DOĞRUHABER

KEŞKÜL

İKİ KÖLÜ

Bir gün padişah iki tane köle satın aldı. Kölelerden biri çok temiz yüzlü inci dişli biriydi, nefesi gül gibi kokuyordu. Diğeri ise oldukça çirkindi, dişlerinin de tamamı çürümüştü.

Padişah o güzel yüzlü köleye ihsanlarda bulunarak onu hamama gönderdi. Dişleri çürümüş köleyi yanına çağırdı. Kendini çok beğendiğini fakat arkadaşının kendisi hakkında çok kötü şeyler söylediğini belirterek, onun da arkadaşının kötü huylarını söylemesini istedi. Fakat köle arkadaşına toz kondurmadı hep onu övücü sözler söyledi. Padişah ne yaptıysa bir türlü o köle arkadaşı hakkında kötü bir söz söylemedi.

Nihayet ikinci köle hamamdan geldi. Padişah onu da sınamak için huzuruna çağırdı. Onu övücü sözler söyledi.

“Sıhhatler olsun ne kadar zarif ve latif olmuşsun. Keşke öbür kölenin sayıp döktüğü kötü huyların da olmasa ne olurdu.” dedi ve onu da diğer köle gibi denemek istedi.

Bunun üzerine köle kızdı, köpürdü ve arkadaşı hakkında kötü şeyler sayıp dökmeye başladı.

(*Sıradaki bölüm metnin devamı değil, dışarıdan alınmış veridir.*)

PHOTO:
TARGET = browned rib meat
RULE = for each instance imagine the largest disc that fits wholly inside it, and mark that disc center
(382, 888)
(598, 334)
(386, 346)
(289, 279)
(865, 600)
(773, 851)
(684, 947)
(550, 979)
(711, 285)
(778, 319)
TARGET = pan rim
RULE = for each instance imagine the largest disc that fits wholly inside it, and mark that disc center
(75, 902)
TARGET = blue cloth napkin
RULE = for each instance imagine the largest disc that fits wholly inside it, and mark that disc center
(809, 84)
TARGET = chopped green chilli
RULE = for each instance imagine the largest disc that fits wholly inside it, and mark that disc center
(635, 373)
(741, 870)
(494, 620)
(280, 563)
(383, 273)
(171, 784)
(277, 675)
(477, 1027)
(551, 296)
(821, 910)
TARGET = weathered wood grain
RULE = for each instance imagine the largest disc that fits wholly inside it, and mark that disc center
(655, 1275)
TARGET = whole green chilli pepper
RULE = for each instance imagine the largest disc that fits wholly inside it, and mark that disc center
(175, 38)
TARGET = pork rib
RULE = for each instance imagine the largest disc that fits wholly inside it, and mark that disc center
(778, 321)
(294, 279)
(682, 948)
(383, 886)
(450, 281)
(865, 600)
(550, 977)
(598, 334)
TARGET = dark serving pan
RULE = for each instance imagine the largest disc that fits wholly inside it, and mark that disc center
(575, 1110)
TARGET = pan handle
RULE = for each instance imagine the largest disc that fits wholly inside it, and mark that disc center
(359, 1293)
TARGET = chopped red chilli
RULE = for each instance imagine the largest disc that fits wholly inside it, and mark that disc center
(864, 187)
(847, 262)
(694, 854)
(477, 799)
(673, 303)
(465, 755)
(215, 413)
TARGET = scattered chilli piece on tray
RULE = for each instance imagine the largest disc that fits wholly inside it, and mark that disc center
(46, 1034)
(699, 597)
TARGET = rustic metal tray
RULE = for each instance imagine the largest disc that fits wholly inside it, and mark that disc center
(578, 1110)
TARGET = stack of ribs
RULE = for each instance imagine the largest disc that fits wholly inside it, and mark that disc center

Biraz konuştuktan, arkadaşının kötülüklerinden bahsettikten sonra padişah onu susturdu:

“Bu kadar yeter! Artık ikinizin de özünü, aslını anladım, onun dişleri çürük, senin ise için… Senin dış görünüşün hoş, onun ise içi güzel. Bundan sonra sen o doğru sözlü ve güzel huylu kölenin emrindesin, haydi git bakalım.” dedi.

Güzel ve iyi yüz, kötü huyla birlikte olursa hiçbir kıymeti olmaz.